Shaun erinnert sich genau an das, was sein Lehrer damals über das Gemälde gesagt hat, weil seine Frau ihm eine Postkarte des Gemäldes schenkte und das, was der Lehrer sagte, auf die Rückseite geschrieben hatte:

Ein Gemälde in einem Gemälde, hatte sein Lehrer gesagt – schaut es euch genau an. Seht nur. Velázquez, der Künstler, ist selbst in dem Bild präsent, beim Malen an seiner Staffelei, er malt den König und die Königin, die sich aber, wie wir, die Betrachter, außerhalb des Gemäldes befinden und auf die Szenerie blicken. Wir wissen nur, dass sie da sind, weil wir ihr Abbild in einem Spiegel auf dem Gemälde sehen. Uns bietet sich derselbe Anblick wie dem König und der Königin – ihre Tochter und deren Zofen, nach denen das Gemälde benannt ist: Las Meninas, «Die Hoffräulein». Was ist also das eigentliche Sujet – der König und die Königin (die gemalt werden und deren weiße Gesichter im Spiegel, wenn auch nur klein, zentral im Hintergrund zu sehen sind), ihre Tochter (der Stern in der Mitte, so leuchtend und blond im Zwielicht), ihre Zofen (und andere der Prinzessin Untergebene – Zwerge, Anstandsdamen und Hunde), der Mann, der im Hintergrund im Türrahmen lauert und eine Nachricht zu überbringen scheint, Velázquez (der im Gemälde als Maler deutlich zu erkennen ist, ein Maler, der an seiner Staffelei steht, der ein Porträt des Königs und der Königin malt, das aber auch das Gemälde Las Meninas selbst sein könnte), oder sind wir es, die Betrachterinnen, die an derselben Stelle stehen wie der König und die Königin und auf das Gemälde blicken und die sowohl von Velázquez und der kindlichen Prinzessin angeschaut werden als auch, im Spiegelbild, von dem König und der Königin? Oder ist das Sujet des Gemäldes Kunst an sich (also eine Reihe von Illusionen, Tricks und Kniffen innerhalb eines Lebens) oder gar das Leben selbst (also eine Reihe von Illusionen und Tricks und Kniffen innerhalb eines Bewusstseins, das versucht, das Leben mittels Wahrnehmung und Träumen und Kunst zu verstehen)? (Seite 14 f.)
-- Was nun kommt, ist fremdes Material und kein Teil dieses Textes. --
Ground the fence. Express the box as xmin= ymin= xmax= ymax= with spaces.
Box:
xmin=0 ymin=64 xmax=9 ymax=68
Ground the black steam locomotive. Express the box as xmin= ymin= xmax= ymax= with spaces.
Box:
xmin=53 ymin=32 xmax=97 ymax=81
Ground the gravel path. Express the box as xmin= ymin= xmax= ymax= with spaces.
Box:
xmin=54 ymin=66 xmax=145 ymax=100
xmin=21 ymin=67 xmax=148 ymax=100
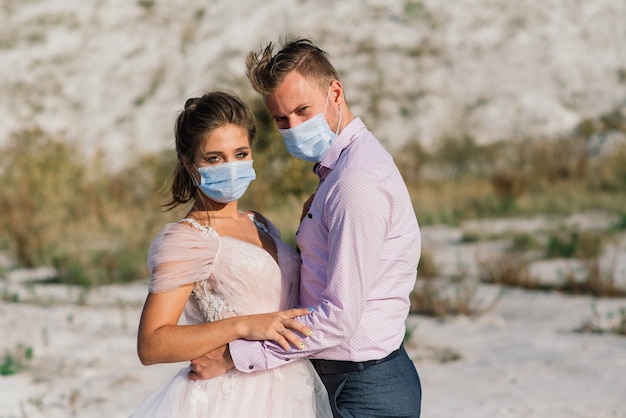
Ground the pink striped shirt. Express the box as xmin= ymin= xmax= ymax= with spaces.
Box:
xmin=230 ymin=118 xmax=421 ymax=371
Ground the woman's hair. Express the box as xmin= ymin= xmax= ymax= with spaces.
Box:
xmin=164 ymin=90 xmax=256 ymax=209
xmin=246 ymin=36 xmax=340 ymax=95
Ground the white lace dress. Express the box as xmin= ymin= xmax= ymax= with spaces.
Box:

Indem sie «Las Meninas» schildert, erklärt Samantha Harvey, was sie mit ihrem Buch macht, man muss nur «Maleratelier» durch «Raumstation» ersetzen und König und Königin durch Astronauten. Wir Betrachter respektive Leser stehen da, wo im Bild König und Königin respektive die Astronauten stehen und schauen, wie sie, auf das Maleratelier/die Raumstation. Im Zentrum steht hell leuchtend die Prinzessin, im Fall der Raumstation ist das die leuchtende Erde, um die sie kreist. Und das Thema des Buchs ist, wie beim Gemälde, das Betrachten und damit eigentlich das Leben selbst, stellvertretend abgebildet durch das Leben auf der Raumstation und den sehnsüchtigen Blick durch die Panoramafenster auf die kleine, verletzliche Erde.
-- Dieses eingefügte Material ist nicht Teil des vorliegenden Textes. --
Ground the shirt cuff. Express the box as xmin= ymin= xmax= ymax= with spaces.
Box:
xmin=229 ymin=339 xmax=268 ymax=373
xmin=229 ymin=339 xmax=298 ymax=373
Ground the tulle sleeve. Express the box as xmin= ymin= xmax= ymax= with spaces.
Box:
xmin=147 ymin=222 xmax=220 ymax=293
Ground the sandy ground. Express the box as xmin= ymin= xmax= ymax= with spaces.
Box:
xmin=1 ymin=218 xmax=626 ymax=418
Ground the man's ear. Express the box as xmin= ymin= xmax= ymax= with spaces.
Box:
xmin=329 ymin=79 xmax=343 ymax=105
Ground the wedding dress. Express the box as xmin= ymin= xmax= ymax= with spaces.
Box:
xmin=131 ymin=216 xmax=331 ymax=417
Denk einen neuen Gedanken, das sagen sie sich alle von Zeit zu Zeit. Die Gedanken, die einem im Orbit kommen, sind so pompös und alt. Denk einen neuen Gedanken, einen völlig frischen und noch nie gedachten Gedanken. Aber es gibt keine neuen Gedanken. Nur alte, die in neue Momente hineingeboren werden – und in diesen Momenten lautet der Gedanke: Ohne die Erde sind wir alle erledigt. Nicht eine Sekunde könnten wir ohne ihre Gnade überleben, wir sind Seefahrer auf dunkler, gefährlicher See, ohne unser Schiff würden wir ertrinken. (S. 18f.)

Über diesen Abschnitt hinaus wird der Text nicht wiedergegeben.